Written for Chicago Parent magazine- January 2015
It’s a new year. A fresh opportunity to be more open and optimistic. In a time when experts are challenging parents to say no more often to overcommitment, why not try something new or finally say yes to an activity that’s been calling you or your kids?
These four Chicago families did and it helped them see the world in a whole new way.
Yes to: renovating a playground
Why did you say yes to leading a playground renovation?
I was working full-time when I felt a calling to stay home with the kids. Four days after my “retirement,” I got an email from the Chicago Park District saying Chicago Plays! applications for park improvements were due in 14 days. It was serendipity.
We live across the street from the park, in the house my husband grew up in. We knew it needed updates and my passion and interests are in community improvement.
How did it impact your family and the community?
My husband and I both had to say yes to the sacrifice. It was a busy few months of grant writing, gathering signatures and aligning key stakeholders. Our 11-year-old son helped with documentation. He video-recorded problem areas at the park and brainstormed new equipment with friends. He felt empowered and good about what we were doing.
Our daughter was the first one down the new slide. It was satisfying to see parents encounter the renovated park for the first time.
Now that we have the ball rolling with an organized committee, I’d like to broaden our impact and introduce more programs.
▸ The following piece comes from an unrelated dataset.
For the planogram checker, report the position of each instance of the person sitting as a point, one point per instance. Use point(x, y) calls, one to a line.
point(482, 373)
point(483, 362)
Everybody benefits when we work together.
Yes to: Flying
Lara Krupicka and daughter Katherine, 13
Why did you say yes to flying?
Friends talked about the EEA Young Eagles Program, which offers free flights in small planes for kids 8-17. Years ago I worked for a man who owned a Cessna Skyhawk. If it was a nice day, we would take off early and fly. I told my three girls it was really cool and that they should try it. Being the author of Family Bucket Lists, I try to live a bucket list life. Our daughters are learning the idea of being adventurous. They perked up when friends mentioned flying so I knew we needed to make it a goal.
How has flying impacted Katherine?
She used to be a very cautious child. It’s such a big world. I told her she needed to break out. To get on a plane with no shelter, that’s adventure. She loves it so much, she makes sure we go each month. She’s researched aviation and done online training. She wants to get her pilot’s license and deliver missionary supplies to remote areas.
What advice do you have for families seeking new experiences?
Prioritize the things that bring you together versus pull you apart.
Moms also need not forget about themselves.
Say yes to a dream and model it for your kids. You can tell children to embrace opportunities, but when they see you doing it, that’s when it sticks. Maybe try a parent-child adventure.
Yes to: Hosting a Chinese exchange student
Mary Beth Szorc and exchange student Zach, 18
Why did you say yes to hosting an exchange student?
I wanted to grow the family but medically could not carry another child. I give manicures to the woman in charge of hand-selecting Chinese exchange students for DePaul College Prep. She mentioned they have a hard time finding host families. I said I would be interested. That was August 2013. We never said another word about it. On January 5, 2014, I got an email saying there were six students coming, would it be OK if we took a boy named Zach? He was here three days later. My heart just melted as soon as he walked in, his smile is so contagious.
What have you learned from this experience?
We’ve learned how completely different the Chinese culture is from ours. They don’t express emotion as much. I want Zach to know that here we laugh, cry and hug. It teaches my kids that it’s not just us. There’s more to do, more to give.
Yes to: Modeling and acting
Amy Williams* and son Aidan, 6 (*mom requested last name changed)
Why did you say yes to Aidan modeling and acting?
My friend, who used to be in the industry, asked if we’d ever considered it. When Aidan was 4, they needed kids his age for a commercial shoot. He got an audition. He didn’t get the part, which wasn’t surprising, but the producer said he did great. It really sparked his interest. He kept bugging me, “When do I get to do another audition?” I figured why not? In the past six months, Aidan has modeled for clothing and education companies, acted in a theater production and filmed two commercials. It’s playing pretend and he loves it.
How has it affected Aidan?
He’s always been a shy and reserved kid, so I didn’t ever think he would thrive in this business. But his confidence has really gone up. That’s been fun to watch. At school he’s more apt to communicate with teachers, where before he would keep his struggles inside, get frustrated or break down. He’s finding himself.